First, that's not a good application for a protoboard. There are just too many parasitic inductances, capacitances, and resistances. Use dead-bug construction.
Power bridges like this are actually quite difficult to get right and 90% of it is getting the gate drive right.
As a starting point, limit the current through the MOSFETs by adding a resistor in series with the drains of the two top switches. Likewise, for now, replace the load coil with a resistor. Then, when there is a problem, you don't blow everything up. Once you have the gate drive sorted you can take out the drain resistors out. Once you have the desired waveform appearing across the load resistor, you can change it to a coil.

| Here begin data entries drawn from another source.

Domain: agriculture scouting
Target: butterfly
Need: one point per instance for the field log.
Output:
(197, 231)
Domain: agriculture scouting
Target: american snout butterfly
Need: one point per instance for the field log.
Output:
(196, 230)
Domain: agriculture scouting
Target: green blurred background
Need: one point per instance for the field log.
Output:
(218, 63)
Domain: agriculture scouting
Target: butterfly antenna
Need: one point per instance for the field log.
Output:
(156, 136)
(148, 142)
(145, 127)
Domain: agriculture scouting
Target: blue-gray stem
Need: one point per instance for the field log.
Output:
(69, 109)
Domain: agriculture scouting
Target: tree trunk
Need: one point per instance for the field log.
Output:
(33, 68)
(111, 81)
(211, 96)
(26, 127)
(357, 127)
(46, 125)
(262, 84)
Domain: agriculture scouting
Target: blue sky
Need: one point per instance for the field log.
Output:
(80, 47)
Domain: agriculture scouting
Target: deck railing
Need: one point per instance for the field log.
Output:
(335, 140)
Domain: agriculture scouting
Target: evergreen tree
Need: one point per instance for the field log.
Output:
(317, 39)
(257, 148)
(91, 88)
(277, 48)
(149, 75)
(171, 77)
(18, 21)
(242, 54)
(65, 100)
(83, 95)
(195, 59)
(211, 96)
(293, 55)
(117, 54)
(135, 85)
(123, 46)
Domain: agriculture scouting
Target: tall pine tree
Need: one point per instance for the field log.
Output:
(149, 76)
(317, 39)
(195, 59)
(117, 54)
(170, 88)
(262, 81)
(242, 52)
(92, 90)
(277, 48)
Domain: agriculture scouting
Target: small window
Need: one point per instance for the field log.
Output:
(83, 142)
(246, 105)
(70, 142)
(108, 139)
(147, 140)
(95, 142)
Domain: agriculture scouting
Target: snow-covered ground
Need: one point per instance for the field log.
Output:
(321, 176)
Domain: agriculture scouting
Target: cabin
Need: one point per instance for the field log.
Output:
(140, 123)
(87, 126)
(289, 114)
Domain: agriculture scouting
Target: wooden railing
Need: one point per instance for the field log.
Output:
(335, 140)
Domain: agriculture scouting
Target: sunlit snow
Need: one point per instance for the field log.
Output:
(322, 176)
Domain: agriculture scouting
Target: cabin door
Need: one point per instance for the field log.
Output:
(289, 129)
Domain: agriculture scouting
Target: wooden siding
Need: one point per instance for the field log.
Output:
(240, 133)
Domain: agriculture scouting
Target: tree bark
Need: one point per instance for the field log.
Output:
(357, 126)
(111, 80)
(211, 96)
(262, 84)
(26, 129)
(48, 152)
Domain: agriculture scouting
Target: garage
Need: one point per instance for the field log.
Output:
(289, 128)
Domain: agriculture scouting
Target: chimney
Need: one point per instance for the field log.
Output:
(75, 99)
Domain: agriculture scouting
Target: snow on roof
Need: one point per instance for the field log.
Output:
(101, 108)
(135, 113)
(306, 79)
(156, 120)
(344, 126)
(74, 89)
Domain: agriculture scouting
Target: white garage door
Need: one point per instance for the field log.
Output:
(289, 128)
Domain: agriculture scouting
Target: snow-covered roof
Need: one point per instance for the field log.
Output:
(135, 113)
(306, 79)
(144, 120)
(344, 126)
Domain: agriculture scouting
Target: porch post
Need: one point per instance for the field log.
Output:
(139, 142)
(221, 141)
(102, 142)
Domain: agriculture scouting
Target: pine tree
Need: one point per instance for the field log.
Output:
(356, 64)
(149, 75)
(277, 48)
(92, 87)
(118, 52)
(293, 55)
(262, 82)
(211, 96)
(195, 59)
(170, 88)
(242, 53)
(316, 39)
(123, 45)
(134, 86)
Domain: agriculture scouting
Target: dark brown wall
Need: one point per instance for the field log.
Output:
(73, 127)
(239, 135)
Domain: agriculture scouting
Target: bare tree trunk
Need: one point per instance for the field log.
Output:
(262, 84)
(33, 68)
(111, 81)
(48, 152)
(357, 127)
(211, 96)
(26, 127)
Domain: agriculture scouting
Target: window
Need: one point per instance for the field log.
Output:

The gate driver chip inserts a microsecond of dead time. But you can still get shoot-through if the MOSFETs take too long to switch. While you have the drain resistors in place, measure the voltage across them to check the shoot-through current. Smaller gate resistors will give you faster switching, but only to a point because the IC has a limited output current.
That's a 60 volt MOSFET which seems like plenty of overhead for a 12 volt system. But with an inductor in the load, you could generate more than 60 volts. Especially on a protoboard. (I once had a high-power bridge develop so much voltage across a 100 mm piece of 00 copper wire that it shot sparks across a couple cm gap.)
Unfortunately, you have a tradeoff here. Faster turn on and turn off will cause bigger voltage spikes from the inductances in the circuit (especially the protoboard). But slower turn-on and turn-off result in higher power dissipation in the transistors. Higher edge rates also make EMC problems more severe but you probably don't care about that at this point.
As someone else said, driving the pictured coil with 12 volts with a 35 KHz square wave is a non-starter. You will either need a higher inductance coil, or a much higher drive frequency. Protoboards are useless at the frequencies it would take to drive such a coil with 12 volts. What are you actually trying to achieve?